SANDRA KURTZIG
By 1983, ASK was the fastest-growing software company and the eleventh-fastest-growing public company in the country.II From just under 100 employees and 150 customers at its 1981 IPO, ASK had shot to 350 employees and 700 customers. During the same period, its revenues zoomed from $13 million to $65 million and its profits from $1.6 million to $6.1 million. MANMAN blossomed from one stand-alone product with six modules to ten integrated products comprising thirty-three modules, compatible with VisiCalc and the ever-more-popular Lotus 1-2-3 spreadsheet program.1
Kurtzig now moved among Silicon Valley’s elite. A poll of analysts named her one of the top three CEOs in the software industry. Working Woman magazine called her the “Queen of Silicon Valley.”2 At her beautiful, sprawling new home in the rolling hills near Sand Hill Road, she hosted parties attended by Steve Jobs and Don Valentine. She dated California governor Jerry Brown.

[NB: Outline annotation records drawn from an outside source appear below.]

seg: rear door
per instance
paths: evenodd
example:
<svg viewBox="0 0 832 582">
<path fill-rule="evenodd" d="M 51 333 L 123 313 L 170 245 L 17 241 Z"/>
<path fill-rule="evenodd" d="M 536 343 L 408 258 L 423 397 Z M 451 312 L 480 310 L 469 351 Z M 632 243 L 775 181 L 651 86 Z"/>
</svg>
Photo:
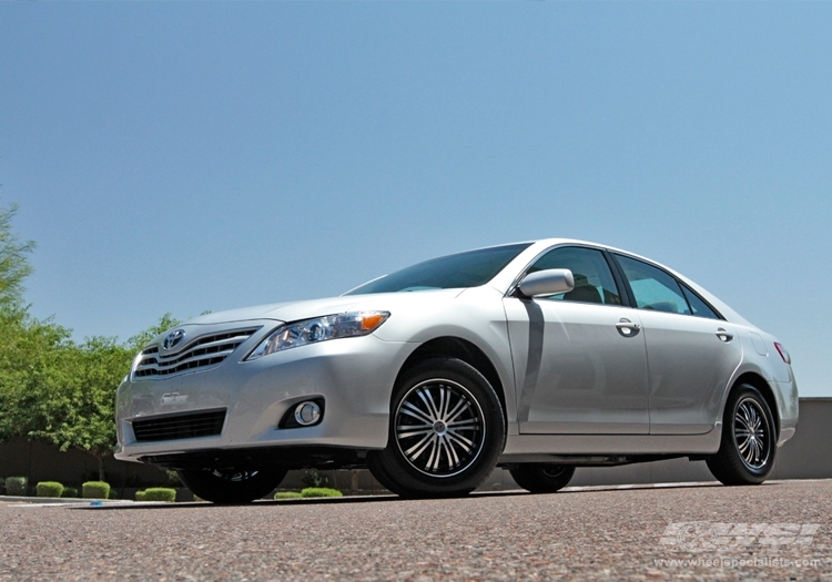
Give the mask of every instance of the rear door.
<svg viewBox="0 0 832 582">
<path fill-rule="evenodd" d="M 708 432 L 742 359 L 737 331 L 676 277 L 615 255 L 638 307 L 647 343 L 651 435 Z"/>
</svg>

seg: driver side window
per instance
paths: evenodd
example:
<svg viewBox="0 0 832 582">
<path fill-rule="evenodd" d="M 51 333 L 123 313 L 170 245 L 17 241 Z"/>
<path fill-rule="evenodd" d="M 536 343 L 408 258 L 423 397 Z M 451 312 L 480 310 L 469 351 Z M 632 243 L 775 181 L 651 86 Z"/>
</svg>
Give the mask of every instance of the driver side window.
<svg viewBox="0 0 832 582">
<path fill-rule="evenodd" d="M 549 268 L 568 268 L 575 277 L 575 288 L 569 293 L 550 295 L 546 299 L 601 305 L 621 305 L 621 296 L 616 287 L 603 253 L 595 248 L 561 246 L 538 258 L 529 273 Z"/>
</svg>

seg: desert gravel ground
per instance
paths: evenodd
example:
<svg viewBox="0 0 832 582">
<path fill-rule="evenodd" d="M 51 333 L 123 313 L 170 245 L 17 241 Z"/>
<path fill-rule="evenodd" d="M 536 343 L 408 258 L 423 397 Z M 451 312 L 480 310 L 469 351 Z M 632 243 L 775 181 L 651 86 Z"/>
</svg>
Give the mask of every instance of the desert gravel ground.
<svg viewBox="0 0 832 582">
<path fill-rule="evenodd" d="M 832 480 L 244 507 L 0 503 L 0 580 L 829 580 Z"/>
</svg>

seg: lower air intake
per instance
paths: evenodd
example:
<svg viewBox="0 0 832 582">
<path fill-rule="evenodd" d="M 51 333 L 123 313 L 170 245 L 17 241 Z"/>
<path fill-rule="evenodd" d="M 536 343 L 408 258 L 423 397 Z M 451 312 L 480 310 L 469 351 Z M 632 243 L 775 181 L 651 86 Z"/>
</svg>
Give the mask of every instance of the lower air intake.
<svg viewBox="0 0 832 582">
<path fill-rule="evenodd" d="M 138 442 L 215 437 L 223 430 L 226 409 L 164 415 L 133 420 Z"/>
</svg>

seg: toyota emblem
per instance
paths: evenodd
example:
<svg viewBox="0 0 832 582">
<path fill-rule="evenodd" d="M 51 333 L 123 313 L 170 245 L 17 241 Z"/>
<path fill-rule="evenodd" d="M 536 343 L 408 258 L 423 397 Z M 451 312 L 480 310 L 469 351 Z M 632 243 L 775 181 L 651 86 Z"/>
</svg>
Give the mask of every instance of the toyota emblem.
<svg viewBox="0 0 832 582">
<path fill-rule="evenodd" d="M 176 346 L 180 345 L 182 341 L 182 338 L 185 337 L 185 330 L 184 329 L 174 329 L 168 336 L 164 338 L 164 341 L 162 341 L 162 348 L 164 349 L 173 349 Z"/>
</svg>

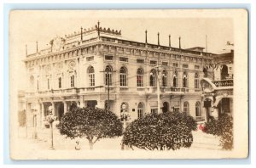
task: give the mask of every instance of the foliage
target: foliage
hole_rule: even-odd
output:
[[[111,111],[93,108],[74,108],[66,113],[60,122],[60,132],[67,137],[85,137],[92,149],[102,138],[122,135],[123,125]]]
[[[223,114],[218,120],[212,116],[206,123],[206,132],[220,137],[220,146],[224,149],[233,148],[233,118]]]
[[[197,123],[196,120],[189,115],[189,114],[183,112],[183,113],[173,113],[174,115],[176,115],[177,119],[179,121],[184,121],[187,125],[187,126],[191,131],[195,131],[197,129]]]
[[[19,126],[26,126],[26,110],[20,110],[18,113],[18,120],[19,120]]]
[[[184,116],[182,113],[167,112],[135,120],[124,132],[123,145],[145,150],[189,148],[193,143],[193,126],[188,126]]]

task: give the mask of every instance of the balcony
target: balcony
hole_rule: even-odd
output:
[[[233,87],[233,80],[221,80],[212,81],[217,87]]]

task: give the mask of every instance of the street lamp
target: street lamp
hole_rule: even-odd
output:
[[[124,129],[126,127],[126,121],[130,120],[130,115],[127,111],[127,105],[125,104],[122,104],[121,105],[121,121],[124,122]]]
[[[56,120],[56,117],[52,114],[52,109],[53,109],[52,106],[49,107],[49,113],[46,116],[46,120],[49,124],[49,141],[50,141],[49,148],[50,149],[55,149],[54,145],[53,145],[53,127],[52,127],[52,123]]]
[[[32,124],[33,124],[33,132],[32,132],[32,138],[38,138],[38,132],[37,132],[37,109],[33,107],[32,109]]]
[[[158,65],[156,66],[156,78],[157,78],[157,81],[156,81],[156,88],[157,88],[157,113],[160,112],[160,70],[159,67],[160,67],[161,65]],[[153,72],[150,72],[150,76],[153,76]]]

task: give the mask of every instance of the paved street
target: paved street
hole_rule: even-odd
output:
[[[102,139],[94,145],[94,149],[90,150],[87,139],[73,139],[66,138],[64,136],[60,135],[57,129],[54,131],[54,146],[55,149],[49,149],[49,129],[38,130],[38,139],[32,138],[32,130],[28,130],[28,138],[26,138],[26,129],[20,128],[20,133],[16,140],[16,145],[15,145],[15,152],[13,153],[14,158],[20,159],[39,159],[47,160],[48,158],[55,158],[55,160],[61,159],[94,159],[96,156],[102,155],[102,157],[114,158],[114,154],[118,154],[120,158],[131,159],[136,158],[131,149],[121,150],[121,137],[114,139]],[[184,156],[188,154],[188,157],[196,157],[196,155],[191,155],[192,154],[201,156],[201,154],[210,154],[213,153],[225,152],[218,146],[218,137],[212,135],[208,135],[201,132],[201,131],[193,132],[194,143],[190,148],[182,148],[177,151],[158,151],[161,153],[166,153],[166,157],[173,158]],[[76,141],[80,141],[80,150],[75,150]],[[135,149],[136,152],[141,153],[144,150]],[[103,152],[105,151],[105,152]],[[113,154],[109,155],[104,155],[106,154]],[[207,153],[206,153],[207,152]],[[124,153],[130,153],[131,154],[123,155]],[[151,154],[148,151],[148,154]],[[155,151],[154,151],[155,154]],[[190,155],[189,154],[190,154]],[[171,154],[171,155],[170,155]],[[157,154],[156,154],[157,157]]]

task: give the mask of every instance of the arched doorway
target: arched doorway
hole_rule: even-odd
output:
[[[230,104],[232,104],[231,98],[221,98],[221,100],[218,102],[218,115],[221,114],[224,114],[224,113],[230,114],[231,112]]]
[[[168,104],[168,102],[164,102],[162,111],[163,111],[163,113],[166,113],[168,110],[169,110],[169,104]]]
[[[220,72],[220,79],[221,80],[225,80],[226,77],[229,76],[229,72],[228,72],[228,66],[225,64],[222,64],[222,69]]]

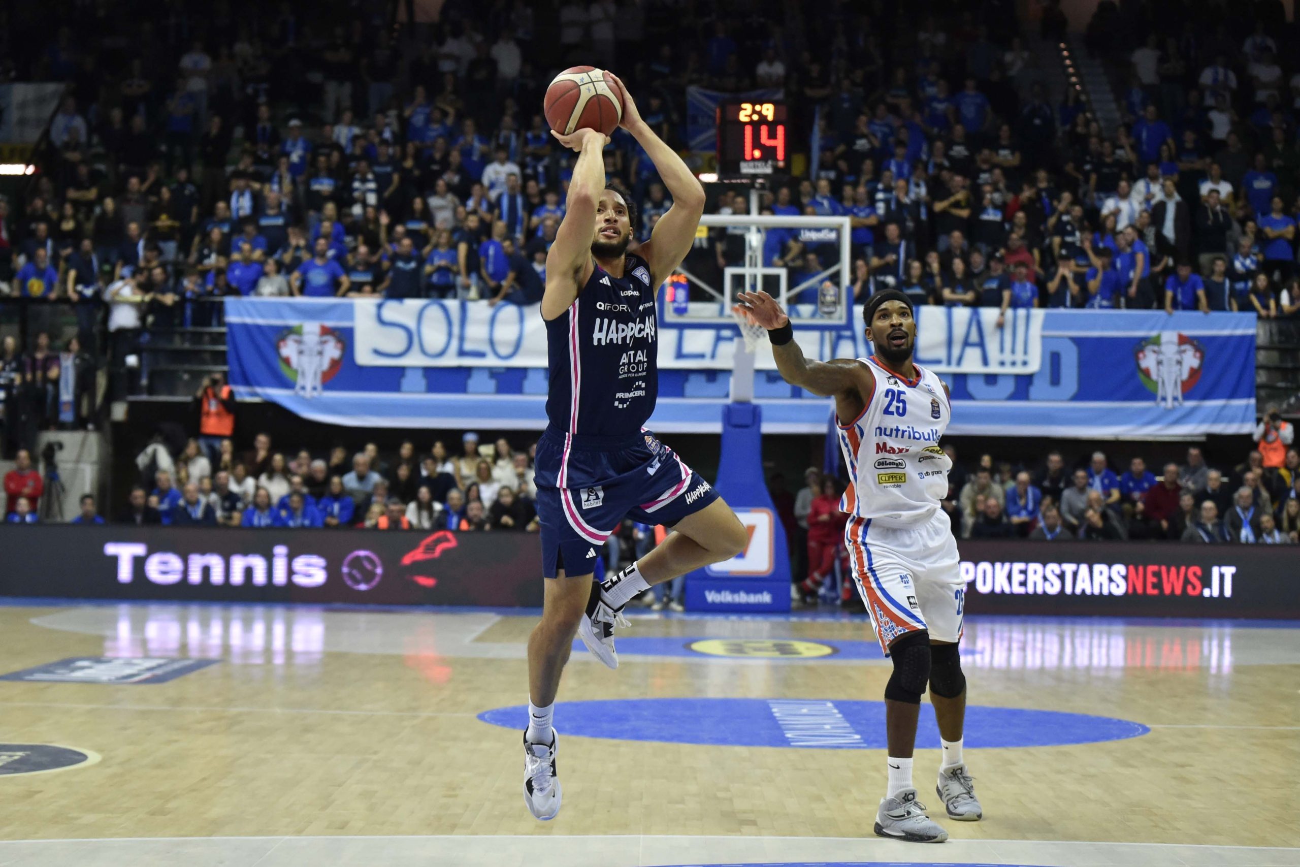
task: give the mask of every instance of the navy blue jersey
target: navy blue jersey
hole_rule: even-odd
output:
[[[640,433],[659,394],[658,330],[646,260],[628,253],[623,277],[597,265],[577,300],[546,322],[550,429]]]

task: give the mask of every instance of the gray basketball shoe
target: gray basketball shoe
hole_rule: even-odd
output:
[[[907,842],[944,842],[948,832],[926,815],[926,805],[916,801],[915,789],[904,789],[885,798],[876,810],[876,836]]]
[[[966,772],[965,764],[940,770],[935,792],[942,798],[949,819],[979,822],[984,818],[984,809],[975,797],[975,780]]]
[[[555,772],[555,753],[560,737],[551,731],[550,744],[529,744],[524,733],[524,803],[536,819],[549,822],[560,811],[560,780]]]

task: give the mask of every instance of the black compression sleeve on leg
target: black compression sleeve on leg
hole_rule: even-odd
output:
[[[942,698],[957,698],[966,690],[966,675],[957,645],[930,646],[930,692]]]
[[[930,633],[911,632],[889,645],[894,671],[885,684],[885,698],[920,705],[930,681]]]

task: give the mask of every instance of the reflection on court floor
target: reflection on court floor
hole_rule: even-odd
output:
[[[578,649],[564,809],[534,822],[536,620],[0,606],[0,864],[1300,866],[1300,624],[971,616],[984,820],[907,846],[870,825],[890,667],[840,616],[638,612],[619,671]]]

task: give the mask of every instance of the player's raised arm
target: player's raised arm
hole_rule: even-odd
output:
[[[604,191],[604,157],[601,151],[608,136],[599,130],[578,129],[572,135],[551,131],[560,144],[577,151],[577,164],[569,181],[564,220],[555,243],[546,253],[546,291],[542,318],[552,320],[569,308],[592,266],[592,234],[595,231],[595,204]]]
[[[768,330],[772,356],[783,380],[823,398],[835,398],[835,411],[841,421],[862,415],[876,382],[867,365],[857,359],[807,360],[803,357],[803,350],[793,339],[790,317],[771,295],[740,292],[736,299],[737,309],[751,325],[760,325]]]
[[[619,81],[616,75],[615,81]],[[663,185],[668,187],[668,195],[672,196],[672,207],[659,217],[654,231],[650,233],[650,240],[637,248],[637,252],[650,263],[650,285],[658,286],[681,264],[696,242],[699,214],[705,212],[705,188],[699,186],[699,181],[677,152],[641,120],[637,104],[621,81],[619,87],[623,88],[623,120],[619,121],[619,126],[630,133],[637,144],[645,148]]]

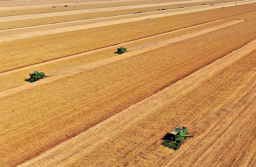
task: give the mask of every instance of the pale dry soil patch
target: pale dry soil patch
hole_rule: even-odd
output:
[[[237,2],[237,5],[253,3],[252,0]],[[152,19],[169,16],[189,13],[234,6],[234,3],[216,4],[214,6],[204,5],[182,9],[175,9],[153,11],[134,15],[115,16],[103,18],[80,20],[34,26],[0,30],[0,42],[17,39],[40,36],[75,30],[123,24],[125,23]]]
[[[251,143],[256,128],[256,43],[253,41],[21,166],[254,166],[255,147]],[[161,146],[165,133],[181,124],[189,126],[195,138],[177,151]],[[178,160],[182,158],[184,162]]]
[[[122,43],[255,10],[255,4],[193,12],[177,16],[74,31],[0,43],[2,72]],[[253,16],[248,13],[248,16]],[[249,17],[251,17],[250,16]],[[169,21],[166,22],[166,20]],[[131,31],[132,30],[132,31]],[[122,36],[116,34],[122,32]]]
[[[152,48],[2,98],[0,151],[6,158],[1,163],[13,166],[33,158],[242,47],[256,38],[251,28],[255,21]]]

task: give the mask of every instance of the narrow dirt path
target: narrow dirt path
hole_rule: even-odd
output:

She and Tom Lavey folded ASK into the heart of the Silicon Valley ecosystem she had spent so much of her early career outside of. They targeted the rising generation of entrepreneurs as customers. Lavey assigned someone full-time to work with venture capitalists and bankers, so the financiers would be more likely to recommend ASK’s services to promising young companies. ASK landed one of its biggest clients thanks to this outreach, when a banker phoned Lavey to say that he had just left a meeting with a startup that planned to build computers. “I said that before they bought anything, they needed to call ASK,” the banker told Lavey.3
Lavey had a sales person at the company, Compaq Computer, the next morning.I Compaq became a customer on ASKNET, the remote computing service that Lavey and Kurtzig had designed to allow customers access to MANMAN software without the up-front cost of a hardware purchase. Lavey estimates that Compaq accounted for $100 million in revenues to ASK over the next years.4
Kurtzig, whose first purchase for her company had been a filing cabinet, wanted an ASK system to be “the first thing people bought after they got funded.” She mimed plucking an investor’s check from an entrepreneur’s hand: “Don’t let the ink get too dry on that!”5
ASK’s customer list included some of the most exciting names in high technology in the 1980s, including Cisco, Seagate, and Sun Microsystems, as well as Compaq. At the important American Electronics Association conference at the Del Monte Hyatt in Monterey, Kurtzig sent every one of ASK’s customers a dozen long-stemmed roses to display in their rooms while they met with investors. “I could do that because I was a woman,” Kurtzig says, adding that every bouquet served as an advertisement. Investors would ask companies without the flowers, “Why aren’t you a customer of ASK?”6
Kurtzig kept her team together for years, even though many of ASK’s employees lacked the large stock option grants with delayed vesting that serve as “golden handcuffs” to keep even wealthy employees tethered to companies after a successful IPO. The ribbing about Kurtzig’s wealth persisted. A joke video shot in Kurtzig’s office in 1983 shows a woman’s hands dumping a purse on her desk. As hundreds of dollar bills spill onto the wood, the hands dig through the pile to retrieve a bottle of nail polish. One hand begins painting the nails on the other, and when a bit of polish bleeds onto a cuticle, the hand grabs a bill as if it were a tissue and uses the money to wipe away the smear. When the nails look good, the hands begin shoving the bills off Kurtzig’s desk, into her trash can. Through it all, the chorus of Donna Summer’s “She Works Hard for the Money” blares in the background.7
The hands were not Kurtzig’s, but she played along with the joke. The sequence ends with Kurtzig, her fingernails perfectly polished, faking a phone call for the camera and laughing.
I. The analyst-turned-venture-capitalist Ben Rosen had funded Compaq and would chair its board for eighteen years.
II. Altos Computer Systems (no relation to the PARC Alto) was the second fastest growing; Bushnell’s Pizza Time Theatre (filled with video games and singing electronic characters) ranked third; and Apple ranked fifth.